The thing with Ken Loach’s latest, ‘I, Daniel Blake’, is that it hardly feels like fiction at all. Oh he’s been accused of exaggerating and fabrication in the name of Leftist propaganda and all that, but it really didn’t scan that way for me. I’ve heard too many tales and read too many accounts that the idea that it was all made-up just didn’t enter my head. Anyone who has had to call up HMRC or any Government call line (I flinched at writing “help centre”) will instantaneously recognise the trial of calling up to state a grievance or enquiry and getting a lot of stonewalling or/and jargon for the effort after a prolonged wait. Indeed, one of the biggest laughs in the sold-out screening I attended was when the classical music for being put “on hold” came on: Yeah, the laughter seemed to say, we’ve all been there. 

It’s been accused of miserablism, but I didn’t get that. Oh, it’s about people being made miserable but the tone was too truthful and elevated with unforced humour. This was hardly Bela Tarr, ponderous and wallowing (hey, I love Bela Tarr). Surely one of the dominant aftertastes is how Loach portrays a society that is always helping one another, a constant current of small acts of assistance. Not only with Daniel Blake (Dave Johns) befriending a struggling single mother (Hayley Squires), but in people helping him when he goes to the library, or at the food bank or simply neighbours. Commentators like Toby Young may condescend and disbelieve but the characters in Loach’s film are bonded together by the fight against the patronising, sneering proclamations and the assumptions and stereotyping of those that have not experienced such hardships. Perhaps because Loach doesn’t portray the claimants as “scroungers”, Young does not believe. Young seems to think “reality” TV shows such as Channel 4s ‘Benefits Street’ are more truthful, showing that he knows not how such things as editing and narratives work. This rendition of society full of the little fleeting, casual altruisms that we all need struck as truthful, touching and defiant: it implies society is commonly decent and obliging. Everyone chips in when up against a seemingly impenetrable wall of Government policy concerned with game-playing and chastising those in need.


The performances are great. The camerawork is typically unfussy, allowing character rather than technique to come to the fore. It’s funny because people naturally are. Paul Laverty’s script even finds a way to make the final speechifying credible. Yes. there's all this to note technically, but it's one of those films that is likely to bypass the artifice that creates film to speak directly to people's experiences.

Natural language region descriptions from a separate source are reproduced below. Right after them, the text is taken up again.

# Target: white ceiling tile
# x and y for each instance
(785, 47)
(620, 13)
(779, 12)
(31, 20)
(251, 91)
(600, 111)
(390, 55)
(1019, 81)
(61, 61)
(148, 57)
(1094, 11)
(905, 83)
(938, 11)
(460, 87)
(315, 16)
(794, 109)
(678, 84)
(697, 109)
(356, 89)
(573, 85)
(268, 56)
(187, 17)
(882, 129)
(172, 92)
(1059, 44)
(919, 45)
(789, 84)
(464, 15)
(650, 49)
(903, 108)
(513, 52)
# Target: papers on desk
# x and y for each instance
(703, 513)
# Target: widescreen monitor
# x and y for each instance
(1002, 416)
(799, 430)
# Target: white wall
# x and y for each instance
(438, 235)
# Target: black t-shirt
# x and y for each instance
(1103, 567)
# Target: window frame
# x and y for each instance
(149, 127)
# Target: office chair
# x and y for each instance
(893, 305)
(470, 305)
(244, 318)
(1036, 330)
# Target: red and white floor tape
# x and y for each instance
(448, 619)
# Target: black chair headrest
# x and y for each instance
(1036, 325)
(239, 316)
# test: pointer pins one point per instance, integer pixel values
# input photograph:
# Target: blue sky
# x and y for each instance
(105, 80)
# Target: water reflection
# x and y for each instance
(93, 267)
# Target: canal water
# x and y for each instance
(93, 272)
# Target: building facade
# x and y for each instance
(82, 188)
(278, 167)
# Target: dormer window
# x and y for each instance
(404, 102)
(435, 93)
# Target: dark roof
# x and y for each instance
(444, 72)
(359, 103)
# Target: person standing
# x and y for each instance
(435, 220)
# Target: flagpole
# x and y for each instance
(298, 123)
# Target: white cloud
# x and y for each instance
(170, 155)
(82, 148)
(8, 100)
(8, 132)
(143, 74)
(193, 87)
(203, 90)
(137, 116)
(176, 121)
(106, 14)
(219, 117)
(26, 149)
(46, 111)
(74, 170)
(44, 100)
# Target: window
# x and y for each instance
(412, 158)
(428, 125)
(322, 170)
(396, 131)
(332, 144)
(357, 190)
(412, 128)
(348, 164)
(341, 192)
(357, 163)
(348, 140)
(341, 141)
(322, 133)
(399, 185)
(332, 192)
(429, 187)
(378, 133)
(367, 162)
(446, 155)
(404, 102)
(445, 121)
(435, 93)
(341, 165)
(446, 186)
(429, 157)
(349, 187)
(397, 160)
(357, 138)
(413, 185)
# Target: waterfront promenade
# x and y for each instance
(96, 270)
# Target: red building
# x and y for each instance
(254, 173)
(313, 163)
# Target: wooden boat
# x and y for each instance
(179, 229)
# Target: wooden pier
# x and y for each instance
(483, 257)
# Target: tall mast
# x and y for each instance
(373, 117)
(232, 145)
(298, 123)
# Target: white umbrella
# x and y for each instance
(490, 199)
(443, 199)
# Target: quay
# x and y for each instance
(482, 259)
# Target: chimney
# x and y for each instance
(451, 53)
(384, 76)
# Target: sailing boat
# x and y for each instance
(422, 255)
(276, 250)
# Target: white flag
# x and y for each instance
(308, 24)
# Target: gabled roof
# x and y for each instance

Yes, Loach’s ‘Kes’ had a similar effect as it always reminds me of school and this is the neo-realism that typifies his films, the kind that renders life and people so recognisably. It did not occur to me that people would attack ‘I, Daniel Blake’ for being false (put that down to my naivety); I thought the truth of its portrayal of a certain time and experience in England was incontestable. The reason why people go “misty-eyed” at this film, Toby Young, is because they recognise themselves and friends in it, or stories they have personally been told. You can politicise these reactions and deride them, but they come from real experiences. And in that way, this film is so much of its time which makes it vital and needed; the kind of film referenced by politicians to illustrate a point. A film that will speak to and for many at this time, and one that will be looked to in future to illustrate how political policy can insidiously but surely destroy lives.